Five years down the road, we have returned to where we were . History is taking the same bizarre and riotous course. As usual, we are asking questions. The judiciary is engaged in free style muck-raking. But what happens the day after? We will get the answers to the questions we are asking? Can we divest this matter of its imposed mystique and treat it as the simple, straightforward matter that it is?
In the present circumstance, all the security agencies have washed their hands off the raid. They said they know nothing about the incident. The office of the Attorney General and Minister of Justice has also denied any knowledge of what transpired at the private residence of Justice Mary Odili. For these government agencies, denial is enough. Nobody owes anybody any further explanation. But is that how it should be? Certainly not. We expect more than that. We expect the appropriate government agencies to wade into the matter and lay the issues bare. The invaders at the residence of the Odilis were no ghosts. They were human beings on a mission. What was their mission? Providing answers to these questions is the least any government can do in matters such as this.

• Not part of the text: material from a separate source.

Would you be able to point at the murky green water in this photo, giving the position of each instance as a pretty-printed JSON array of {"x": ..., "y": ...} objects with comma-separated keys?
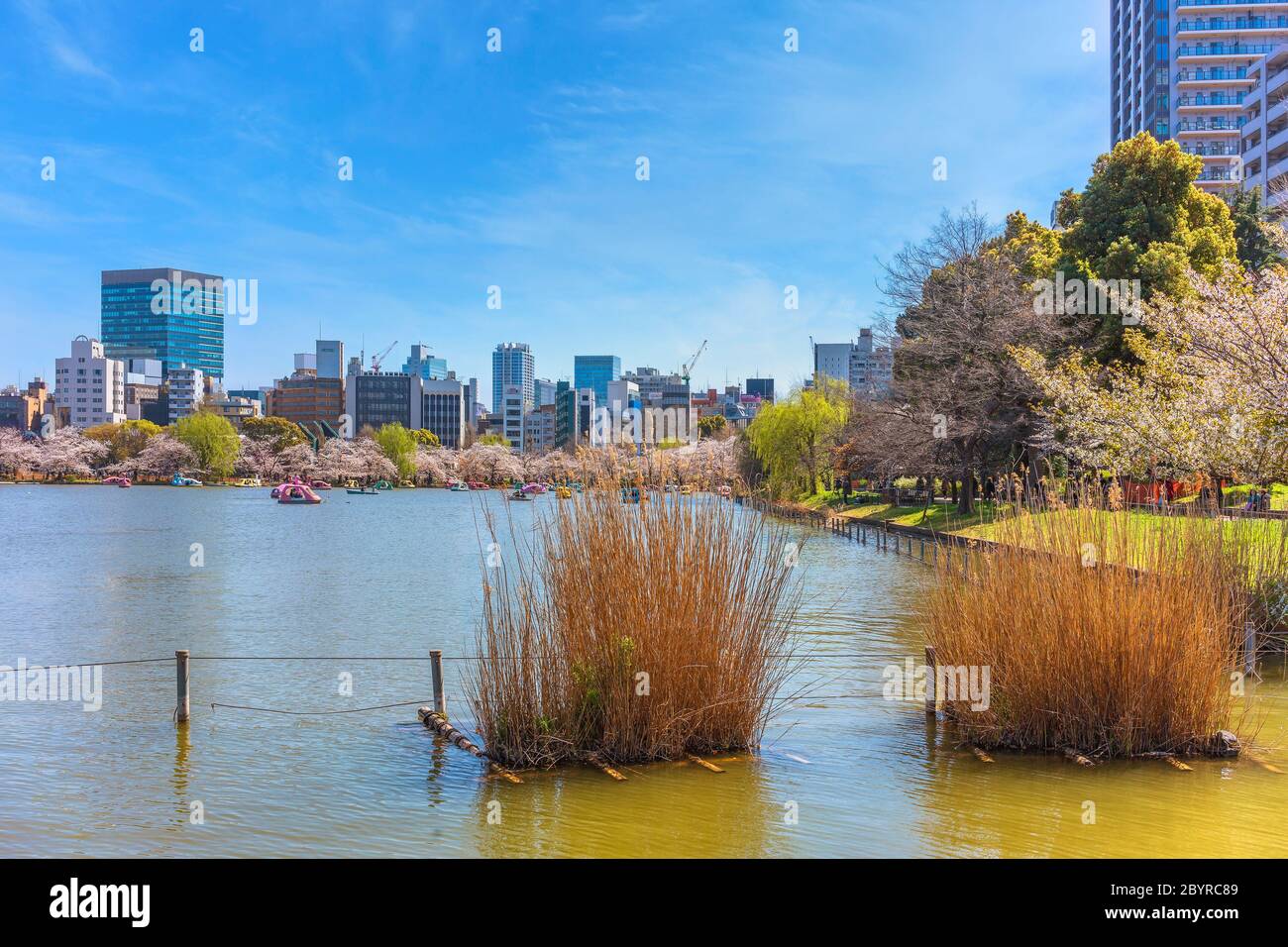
[{"x": 103, "y": 574}]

A serious government will even do more than that. It will tell the people what it knows or does not know about the ugly incident. A proper government will take the people into confidence and divest the issue of all its mysterious content. If the country were properly governed, the authorities would have given a name and a face to the invasion. But not so under our circumstance. Government is behaving as if it does not owe the people any explanation. But it does. As a matter of fact, the office of the Attorney General should go beyond denying involvement in the shameful drama. It has a responsibility to investigate the issue using appropriate law enforcement agencies.
However, regardless of the amount of pussyfooting that goes into this matter, Nigerians understand the undercurrents. They can longer be led by the nose. They experienced Walter Onnoghen, who was Chief Justice of Nigeria between 2017 and 2019. Onnoghen was removed from office in controversial circumstances because the government of the day was ill at ease with him.
Given the rascality that this government has been exhibiting in matters like this, Nigerians are suspicious that something as sinister as Onnoghen’s is cooking. Justice Mary Odili as the second most senior judicial officer in the country could possibly ascend the position of the Chief Justice of Nigeria. Do the owners of the Nigerian enterprise want to stop her in her tracks? Are they plotting a blackmail? Do they want to give the dog a bad name in order to hang it? These are possible scenarios given what we know about our country and those who pilot its affairs. But should Nigerians just remain onlookers in their own affairs? Is it not high time they woke up from their self-imposed slumber? The people must go beyond raising dust as they are doing in the Justice Mary Odili case. They must hold government accountable by insisting that the right thing is done at all times.